Die Ziele im Kontext des Glücksspielstaatsvertrags
Die Erhöhung der Limits soll die Wettbewerbsfähigkeit des regulierten Marktes verbessern, während gleichzeitig die Voraussetzungen für eine differenzierte Spielerklassifizierung geschaffen werden, die Alter und Verhaltensdaten berücksichtigt, und die Bundesländer sehen darin einen Schritt, der den Übergang zur nächsten Phase der Regulierung vorbereitet, die nach der Evaluierung des GlüStV 2021 erwartet wird. Die GGL hat klargestellt, dass die neuen Regeln nur für Spieler gelten, die die definierten Kriterien erfüllen, und dass die Betreiber die Verantwortung tragen, diese Kriterien zuverlässig zu prüfen, bevor höhere Einsätze freigeschaltet werden.
Die Umsetzung und die Kontrollmechanismen
Die Implementierung der neuen Limits erfordert, dass alle lizenzierten Anbieter ihre Systeme bis Juli 2026 aktualisieren, damit die Altersverifikation und die Prüfung des Spielverhaltens der letzten neunzig Tage automatisch erfolgen können, und die GGL wird stichprobenartige Kontrollen durchführen, um sicherzustellen, dass die Interventionsprotokolle tatsächlich angewendet werden.

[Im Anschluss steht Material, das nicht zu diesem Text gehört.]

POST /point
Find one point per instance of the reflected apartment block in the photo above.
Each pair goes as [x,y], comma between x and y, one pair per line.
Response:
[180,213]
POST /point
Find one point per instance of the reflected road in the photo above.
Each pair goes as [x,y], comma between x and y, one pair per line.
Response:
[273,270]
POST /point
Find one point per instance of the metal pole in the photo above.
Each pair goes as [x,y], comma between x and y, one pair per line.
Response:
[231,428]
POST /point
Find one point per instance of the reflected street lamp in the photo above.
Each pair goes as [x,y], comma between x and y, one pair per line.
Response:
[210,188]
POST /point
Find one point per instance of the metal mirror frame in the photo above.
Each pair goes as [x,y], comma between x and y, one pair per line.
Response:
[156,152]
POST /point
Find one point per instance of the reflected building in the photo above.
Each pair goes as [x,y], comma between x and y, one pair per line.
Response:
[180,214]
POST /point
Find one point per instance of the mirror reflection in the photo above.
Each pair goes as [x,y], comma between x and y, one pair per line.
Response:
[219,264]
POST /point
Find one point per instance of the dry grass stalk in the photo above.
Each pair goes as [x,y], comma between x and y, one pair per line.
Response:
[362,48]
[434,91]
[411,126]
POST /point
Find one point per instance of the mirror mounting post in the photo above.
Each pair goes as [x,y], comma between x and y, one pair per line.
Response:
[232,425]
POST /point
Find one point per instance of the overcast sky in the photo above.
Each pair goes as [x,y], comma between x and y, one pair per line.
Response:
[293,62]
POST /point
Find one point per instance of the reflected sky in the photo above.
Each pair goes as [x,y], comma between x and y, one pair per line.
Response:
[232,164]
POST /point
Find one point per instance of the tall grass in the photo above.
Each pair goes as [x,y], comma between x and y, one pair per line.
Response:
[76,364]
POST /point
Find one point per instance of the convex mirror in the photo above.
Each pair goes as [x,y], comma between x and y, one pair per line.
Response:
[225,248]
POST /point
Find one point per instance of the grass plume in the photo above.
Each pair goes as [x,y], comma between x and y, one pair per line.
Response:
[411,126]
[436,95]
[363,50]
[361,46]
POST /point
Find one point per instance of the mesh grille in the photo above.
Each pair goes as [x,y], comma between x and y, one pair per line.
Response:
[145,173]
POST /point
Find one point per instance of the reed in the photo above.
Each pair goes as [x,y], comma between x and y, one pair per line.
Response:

Die sechzehn Bundesländer haben die Maßnahme gemeinsam beschlossen, weil sie den regulierten Markt gegenüber illegalen Angeboten stärken wollen, und sie erwarten, dass die Anpassung bis zur vollständigen Überprüfung des Glücksspielstaatsvertrags 2021 positive Effekte auf die Marktentwicklung zeigt.
Zusammenfassung
Die Erhöhung der maximalen Einsätze bei Online-Slots ab Juli 2026 stellt eine gezielte Anpassung dar, die von der GGL und den Bundesländern beschlossen wurde, um die Attraktivität des regulierten Marktes zu erhöhen, während strenge Voraussetzungen wie Mindestalter und Verhaltensprüfung den Spielerschutz aufrechterhalten. Die Betreiber müssen erweiterte Überwachungssysteme einrichten, und die Maßnahme bereitet den Boden für die anstehende Evaluierung des GlüStV bis Ende 2026. Die Umsetzung erfolgt schrittweise, damit alle technischen und organisatorischen Anforderungen rechtzeitig erfüllt werden können.